Recently the use of laparoscopy for vascular procedures has been limited by difficulties in aortic exposure and anastomosis techniques, as well as the concurrent competitive progress of endovascular surgery. For aortic repair, best results (in terms of long-term patency) have been obtained by conventional surgery which has been associated short-term morbidity and mortality.
Endovascular techniques (which are noninvasive but have less reliable long-term results) as well as video-endoscopic aortic surgery are alternatives to conventional surgery. Minimally invasive surgery benefits include reduced time in intensive care and a shorter hospital stay; a quicker resumption of intestinal transit; less abdominal wall complications; and reduced requirements for anelgesics.
“The goal of total laparoscopic aortic repair is to achieve the same outcome as open repair without invasive laparotomy,” said Jérôme Cau, MD, professor at Poitiers University Hospital in Poitiers, France. “However, specialized training is required to master the procedure and get acquainted with coelioscopic practice necessary for laparoscopic suture.”
Dr.
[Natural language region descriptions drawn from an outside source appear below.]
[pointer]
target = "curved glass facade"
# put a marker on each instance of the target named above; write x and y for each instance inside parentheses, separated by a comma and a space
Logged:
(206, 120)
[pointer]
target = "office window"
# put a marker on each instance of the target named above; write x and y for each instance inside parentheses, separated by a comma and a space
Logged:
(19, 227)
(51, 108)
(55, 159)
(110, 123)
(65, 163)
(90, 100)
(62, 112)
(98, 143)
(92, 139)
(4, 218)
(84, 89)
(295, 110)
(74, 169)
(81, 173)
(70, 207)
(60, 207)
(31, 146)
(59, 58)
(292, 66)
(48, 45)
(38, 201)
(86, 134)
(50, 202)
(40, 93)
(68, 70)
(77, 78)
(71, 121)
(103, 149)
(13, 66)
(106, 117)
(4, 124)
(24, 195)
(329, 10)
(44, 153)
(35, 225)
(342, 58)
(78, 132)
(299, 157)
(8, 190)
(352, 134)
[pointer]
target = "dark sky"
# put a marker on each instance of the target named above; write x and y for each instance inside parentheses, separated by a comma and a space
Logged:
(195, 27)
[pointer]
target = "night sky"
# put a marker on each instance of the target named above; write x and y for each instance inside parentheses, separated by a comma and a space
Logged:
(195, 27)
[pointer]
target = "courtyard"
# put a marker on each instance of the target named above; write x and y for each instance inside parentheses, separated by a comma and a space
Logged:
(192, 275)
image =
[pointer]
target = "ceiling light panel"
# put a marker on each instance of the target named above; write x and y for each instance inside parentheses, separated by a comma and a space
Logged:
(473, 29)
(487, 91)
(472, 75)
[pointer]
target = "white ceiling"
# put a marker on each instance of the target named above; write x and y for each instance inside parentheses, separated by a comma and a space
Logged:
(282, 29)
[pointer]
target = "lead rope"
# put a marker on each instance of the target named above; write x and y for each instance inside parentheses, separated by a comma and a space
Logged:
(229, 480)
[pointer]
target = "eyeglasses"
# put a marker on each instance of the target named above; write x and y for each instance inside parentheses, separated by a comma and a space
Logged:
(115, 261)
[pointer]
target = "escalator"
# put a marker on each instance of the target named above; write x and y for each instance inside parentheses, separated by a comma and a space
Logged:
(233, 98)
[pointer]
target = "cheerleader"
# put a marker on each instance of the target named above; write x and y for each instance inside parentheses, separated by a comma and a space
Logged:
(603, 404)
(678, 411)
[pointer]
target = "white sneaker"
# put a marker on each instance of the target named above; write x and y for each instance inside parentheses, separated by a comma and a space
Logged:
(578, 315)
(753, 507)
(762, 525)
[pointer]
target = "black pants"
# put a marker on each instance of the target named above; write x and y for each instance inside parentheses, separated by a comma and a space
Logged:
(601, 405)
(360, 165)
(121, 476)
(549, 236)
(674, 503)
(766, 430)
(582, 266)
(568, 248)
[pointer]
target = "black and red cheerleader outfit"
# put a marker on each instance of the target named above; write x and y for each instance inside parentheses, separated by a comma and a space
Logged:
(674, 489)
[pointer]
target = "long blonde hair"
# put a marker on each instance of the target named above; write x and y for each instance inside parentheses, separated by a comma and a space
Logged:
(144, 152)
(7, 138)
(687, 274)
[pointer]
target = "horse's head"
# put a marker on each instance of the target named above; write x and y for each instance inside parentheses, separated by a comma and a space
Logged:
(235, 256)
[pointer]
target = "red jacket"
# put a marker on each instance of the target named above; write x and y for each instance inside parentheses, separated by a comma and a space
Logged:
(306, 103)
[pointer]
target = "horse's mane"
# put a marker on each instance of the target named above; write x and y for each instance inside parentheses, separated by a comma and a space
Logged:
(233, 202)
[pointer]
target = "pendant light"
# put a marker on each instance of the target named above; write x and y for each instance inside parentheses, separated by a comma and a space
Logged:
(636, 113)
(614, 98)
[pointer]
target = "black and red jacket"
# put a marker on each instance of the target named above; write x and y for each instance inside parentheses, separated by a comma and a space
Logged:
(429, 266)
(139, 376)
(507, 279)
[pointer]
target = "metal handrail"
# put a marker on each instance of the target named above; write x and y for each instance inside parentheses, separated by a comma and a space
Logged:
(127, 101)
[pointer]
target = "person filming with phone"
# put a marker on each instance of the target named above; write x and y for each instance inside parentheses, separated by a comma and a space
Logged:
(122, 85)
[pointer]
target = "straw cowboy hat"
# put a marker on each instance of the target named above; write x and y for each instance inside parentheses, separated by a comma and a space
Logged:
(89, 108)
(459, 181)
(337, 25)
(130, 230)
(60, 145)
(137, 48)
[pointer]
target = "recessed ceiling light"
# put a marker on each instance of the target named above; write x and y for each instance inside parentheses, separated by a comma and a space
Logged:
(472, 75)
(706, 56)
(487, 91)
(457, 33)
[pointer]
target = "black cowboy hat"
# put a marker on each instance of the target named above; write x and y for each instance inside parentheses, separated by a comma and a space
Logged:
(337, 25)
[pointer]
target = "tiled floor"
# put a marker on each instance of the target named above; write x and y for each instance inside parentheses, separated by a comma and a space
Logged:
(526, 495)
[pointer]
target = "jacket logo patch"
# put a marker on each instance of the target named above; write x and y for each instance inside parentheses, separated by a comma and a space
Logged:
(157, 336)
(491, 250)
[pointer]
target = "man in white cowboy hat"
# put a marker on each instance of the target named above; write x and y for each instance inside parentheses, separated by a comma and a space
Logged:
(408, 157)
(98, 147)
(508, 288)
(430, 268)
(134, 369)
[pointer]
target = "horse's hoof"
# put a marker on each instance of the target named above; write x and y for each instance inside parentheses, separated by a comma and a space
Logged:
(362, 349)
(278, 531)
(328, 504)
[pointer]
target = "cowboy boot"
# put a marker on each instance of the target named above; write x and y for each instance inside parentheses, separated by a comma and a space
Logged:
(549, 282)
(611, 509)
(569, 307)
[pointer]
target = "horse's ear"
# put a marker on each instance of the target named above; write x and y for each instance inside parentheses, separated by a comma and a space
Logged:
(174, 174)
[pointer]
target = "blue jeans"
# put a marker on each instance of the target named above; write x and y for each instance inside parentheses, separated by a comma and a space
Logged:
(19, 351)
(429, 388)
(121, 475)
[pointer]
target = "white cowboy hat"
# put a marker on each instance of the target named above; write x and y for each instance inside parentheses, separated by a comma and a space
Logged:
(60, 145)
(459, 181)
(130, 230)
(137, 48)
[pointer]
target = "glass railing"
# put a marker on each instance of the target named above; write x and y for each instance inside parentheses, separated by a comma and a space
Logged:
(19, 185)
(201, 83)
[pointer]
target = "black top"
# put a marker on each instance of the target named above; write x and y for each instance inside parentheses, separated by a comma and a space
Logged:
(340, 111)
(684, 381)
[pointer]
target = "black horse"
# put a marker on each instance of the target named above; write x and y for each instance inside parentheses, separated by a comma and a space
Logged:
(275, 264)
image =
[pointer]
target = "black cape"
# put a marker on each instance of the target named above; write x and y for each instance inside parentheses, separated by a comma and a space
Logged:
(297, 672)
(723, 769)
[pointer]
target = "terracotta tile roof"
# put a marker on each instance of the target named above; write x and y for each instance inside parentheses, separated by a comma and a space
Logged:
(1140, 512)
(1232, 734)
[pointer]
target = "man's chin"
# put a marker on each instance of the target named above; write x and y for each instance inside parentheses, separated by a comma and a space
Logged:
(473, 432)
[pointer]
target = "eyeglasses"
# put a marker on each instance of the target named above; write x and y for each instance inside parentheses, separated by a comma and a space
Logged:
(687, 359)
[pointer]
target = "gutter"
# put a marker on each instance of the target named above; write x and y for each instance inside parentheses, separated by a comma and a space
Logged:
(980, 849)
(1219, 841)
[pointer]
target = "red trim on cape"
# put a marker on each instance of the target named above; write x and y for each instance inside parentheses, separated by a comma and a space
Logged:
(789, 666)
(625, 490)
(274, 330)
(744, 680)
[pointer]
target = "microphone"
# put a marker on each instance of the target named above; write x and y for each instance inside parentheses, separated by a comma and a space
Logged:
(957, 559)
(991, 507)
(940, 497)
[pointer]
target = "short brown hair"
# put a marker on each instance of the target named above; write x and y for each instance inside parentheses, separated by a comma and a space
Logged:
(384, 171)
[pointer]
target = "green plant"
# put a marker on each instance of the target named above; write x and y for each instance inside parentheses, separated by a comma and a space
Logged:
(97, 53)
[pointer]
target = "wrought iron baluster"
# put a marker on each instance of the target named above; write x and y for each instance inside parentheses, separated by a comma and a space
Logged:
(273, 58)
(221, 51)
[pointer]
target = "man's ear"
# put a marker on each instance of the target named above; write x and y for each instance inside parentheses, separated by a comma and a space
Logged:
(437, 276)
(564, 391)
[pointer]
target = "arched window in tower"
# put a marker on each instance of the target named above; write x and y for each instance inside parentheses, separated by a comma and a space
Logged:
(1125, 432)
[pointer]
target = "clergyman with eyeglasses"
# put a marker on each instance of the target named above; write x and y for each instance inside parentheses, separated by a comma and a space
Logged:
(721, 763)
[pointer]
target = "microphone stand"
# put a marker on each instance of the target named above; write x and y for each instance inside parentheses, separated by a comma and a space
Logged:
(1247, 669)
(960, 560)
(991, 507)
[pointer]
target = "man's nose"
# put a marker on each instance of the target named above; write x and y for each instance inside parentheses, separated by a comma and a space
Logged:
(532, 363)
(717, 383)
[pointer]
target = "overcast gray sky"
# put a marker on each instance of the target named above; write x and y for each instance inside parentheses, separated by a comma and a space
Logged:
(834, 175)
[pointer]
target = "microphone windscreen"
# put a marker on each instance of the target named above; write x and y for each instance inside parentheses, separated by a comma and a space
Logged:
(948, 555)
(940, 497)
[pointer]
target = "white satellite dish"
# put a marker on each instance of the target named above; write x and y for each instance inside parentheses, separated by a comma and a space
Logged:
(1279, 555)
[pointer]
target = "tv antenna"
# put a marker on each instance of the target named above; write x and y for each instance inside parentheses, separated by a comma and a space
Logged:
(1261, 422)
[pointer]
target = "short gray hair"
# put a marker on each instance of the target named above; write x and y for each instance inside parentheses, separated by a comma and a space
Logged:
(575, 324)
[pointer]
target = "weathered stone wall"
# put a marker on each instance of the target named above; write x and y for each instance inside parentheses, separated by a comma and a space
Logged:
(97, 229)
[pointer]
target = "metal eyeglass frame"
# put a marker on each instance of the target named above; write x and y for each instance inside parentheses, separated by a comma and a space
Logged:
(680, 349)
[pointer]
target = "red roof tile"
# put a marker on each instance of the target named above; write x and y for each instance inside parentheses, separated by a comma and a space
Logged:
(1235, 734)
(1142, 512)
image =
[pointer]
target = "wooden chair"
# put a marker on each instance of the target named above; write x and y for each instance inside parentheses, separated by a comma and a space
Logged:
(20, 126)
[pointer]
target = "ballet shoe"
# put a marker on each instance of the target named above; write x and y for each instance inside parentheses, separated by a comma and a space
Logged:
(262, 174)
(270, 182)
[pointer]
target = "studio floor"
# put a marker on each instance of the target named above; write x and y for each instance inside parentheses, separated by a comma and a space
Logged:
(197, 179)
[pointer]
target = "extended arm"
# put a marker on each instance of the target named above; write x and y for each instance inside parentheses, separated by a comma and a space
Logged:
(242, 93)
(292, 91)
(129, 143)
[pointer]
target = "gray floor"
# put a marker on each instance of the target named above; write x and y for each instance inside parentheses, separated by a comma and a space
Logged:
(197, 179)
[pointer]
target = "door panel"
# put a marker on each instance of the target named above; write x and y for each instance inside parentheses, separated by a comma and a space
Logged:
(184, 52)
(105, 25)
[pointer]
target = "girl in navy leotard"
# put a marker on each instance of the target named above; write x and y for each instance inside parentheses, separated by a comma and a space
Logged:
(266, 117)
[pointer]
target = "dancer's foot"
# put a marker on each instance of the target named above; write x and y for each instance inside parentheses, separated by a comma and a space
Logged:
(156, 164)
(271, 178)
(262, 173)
Cau said he and fellow researchers performed a study that completed a retrospective analysis of laparoscopic techniques for vascular procedures in a series of 219 patients, to determine its feasibility for treatment and outcomes with respect to aortic occlusive disease (AOD), abdominal aortic aneurysms (AAA) and aorto-renal bypass in the endovascular era. These findings were presented today at the 63rd Annual Meeting of the Society for Vascular Surgery®.
One hundred and twenty-seven AODs; 80 AAAs and 12 aorto-renal bypasses were studied from the hospital; this series did not include 110 aortic bypass patients operated on in others centers by this team. The mean patient age was 61 years and the gender ratio was three men to one woman. The mean operative time of procedures for AOD was 223 (±50) minutes, with a mean clamp time of 56 (±21) minutes. A total of 3.6 percent of AOD procedures had to be converted to open surgeries. For laparoscopic AAA procedures, the mean operative time was 262 (±57) minutes and the mean “clamp time was 103 (±15) minutes. Eight AAAs had to be converted to an open procedure. The 30-day mortality rate was 0.9 percent. Overall mortality rate was 13.4 percent during a mean follow-up time of 16.2 months. The primary assisted patency rate for AAAs and occlusive disease was 100 percent.
Dr. Cau added that as any in any relatively new technique, laparoscopy’s place in vascular surgery remains to be defined. He noted that for aortoiliac occlusive diseases, this technique has shown excellent results and should compete with open repair for the treatment of TASC C & D occlusive diseases.
“Aneurysm repair in laparoscopy has been demonstrated to be feasible and reliable, and in our experience showed promising and satisfactory results,” noted Dr. Cau. “In the aneurysmal pathology we can predict that the competition with endovascular aortic repair (which is becoming the standard) will make laparoscopy more difficult to ‘find its place’ and make room for hybrid techniques. Specific training remains particularly important to reach technical success in laparoscopy and needs to be presented to the young generation of vascular surgeons in university pilot center.”
“Precise indications for this kind of surgery, compared to endovascular and open surgery, remain to be determined by randomized studies,” added Dr. Cau. “Nevertheless, it is a difficult technique. Further development will rely on effective training, advances in technique and instrumentation.”